The president also added John Dowd to his team Friday. Dowd’s hiring brings much needed seasoning to a defense team used to operating in an entirely different context. While Kasowitz has made a career exchanging barbs with day traders and business moguls, Dowd has figured prominently in media-saturated investigations, including Major League Baseball’s investigation of Pete Rose and the Keating Five scandal that nearly torpedoed Arizona Sen. John McCain’s career.

Law practice in Washington, D.C. is not comparable to New York in key respects — money is no object in the nation’s capital, where the government’s vast financial and logistical reserves can bankroll litigation for years. What’s more, cases are often adjudicated before congressional committees and television cameras long before they reach a court, making the PR battle as important as the litigation itself. Dowd’s hiring is sure to supplement the D.C. experience Kasowitz lacks.

But what they possess in bravado they may lack in finesse. Like Kasowitz, Dowd is a hard-charging litigator with a reputation for bumptiousness. Dowd’s debut on SiriusXM’s Mad Dog Sports Radio — to discuss the Rose investigation — degenerated into a shouting match. Rose would go on to sue him for defamation in 2016, after he accused the former player of hawking underage girls at spring training camp.

Former U.S. Attorney Preet Bharara chided Dowd on Twitter this weekend, after news broke he had been added to the Trump legal team. He seemed to censure Dowd for representing billionaire hedge fund manager Raj Rajaratnam, an accomplished money manager later convicted of insider trading.

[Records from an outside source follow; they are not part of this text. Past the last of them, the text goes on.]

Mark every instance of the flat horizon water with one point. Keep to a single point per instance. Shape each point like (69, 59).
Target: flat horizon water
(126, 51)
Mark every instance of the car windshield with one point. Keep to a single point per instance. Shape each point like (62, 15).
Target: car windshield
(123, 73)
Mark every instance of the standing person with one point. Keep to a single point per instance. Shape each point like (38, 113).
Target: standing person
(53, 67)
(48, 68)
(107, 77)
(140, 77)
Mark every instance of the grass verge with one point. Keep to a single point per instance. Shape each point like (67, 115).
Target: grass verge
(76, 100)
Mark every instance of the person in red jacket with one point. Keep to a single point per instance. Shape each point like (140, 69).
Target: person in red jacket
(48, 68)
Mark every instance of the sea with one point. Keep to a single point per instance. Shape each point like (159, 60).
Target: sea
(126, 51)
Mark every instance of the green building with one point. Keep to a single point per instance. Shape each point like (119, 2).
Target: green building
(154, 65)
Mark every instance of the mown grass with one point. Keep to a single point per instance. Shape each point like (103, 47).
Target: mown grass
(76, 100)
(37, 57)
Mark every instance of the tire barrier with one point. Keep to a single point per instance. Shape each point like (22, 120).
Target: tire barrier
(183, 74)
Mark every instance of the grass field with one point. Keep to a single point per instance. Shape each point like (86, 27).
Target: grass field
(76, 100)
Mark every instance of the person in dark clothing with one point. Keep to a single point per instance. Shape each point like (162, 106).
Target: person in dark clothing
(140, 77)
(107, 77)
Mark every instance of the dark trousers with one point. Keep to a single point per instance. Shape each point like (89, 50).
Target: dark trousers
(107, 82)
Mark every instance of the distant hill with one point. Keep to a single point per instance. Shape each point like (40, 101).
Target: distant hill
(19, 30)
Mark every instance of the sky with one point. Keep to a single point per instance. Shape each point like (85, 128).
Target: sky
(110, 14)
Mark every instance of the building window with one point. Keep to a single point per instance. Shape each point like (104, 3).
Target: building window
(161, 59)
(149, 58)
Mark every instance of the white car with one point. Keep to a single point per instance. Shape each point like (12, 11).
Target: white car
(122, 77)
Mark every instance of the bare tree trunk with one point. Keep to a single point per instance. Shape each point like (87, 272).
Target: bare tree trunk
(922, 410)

Dowd flashed his famous anger at a Wall Street Journal reporter covering the case, accusing him of suckling at Bharara’s teat.

“This is the worst piece of whoring journalism I have read in a long time,” he wrote. “How long are you going to suck Preet’s teat?”

For his part, Kasowitz has spent decades settling class actions for Big Tobacco and playing both sides of business magnate Carl Icahn — The New York Times reports he helped Icahn stage a hostile takeover of RJR Nabisco, only to back Donald Trump in a dispute between the two businessmen over several Trump casinos.

Kasowitz’s firm has generally taken an aggressive posture in representing Trump over the last decade. During the 2016 general election, Kasowitz threatened to sue TheNYTimes after the paper published several pages of Trump’s 1995 tax return. He also brought a defamation suit against the author of “TrumpNation: The Art of Being the Donald,” for merely suggesting the president’s net-worth was less than $1 billion.

All told, the Dowd-Kasowitz axis is a contentious and perhaps combustible operation.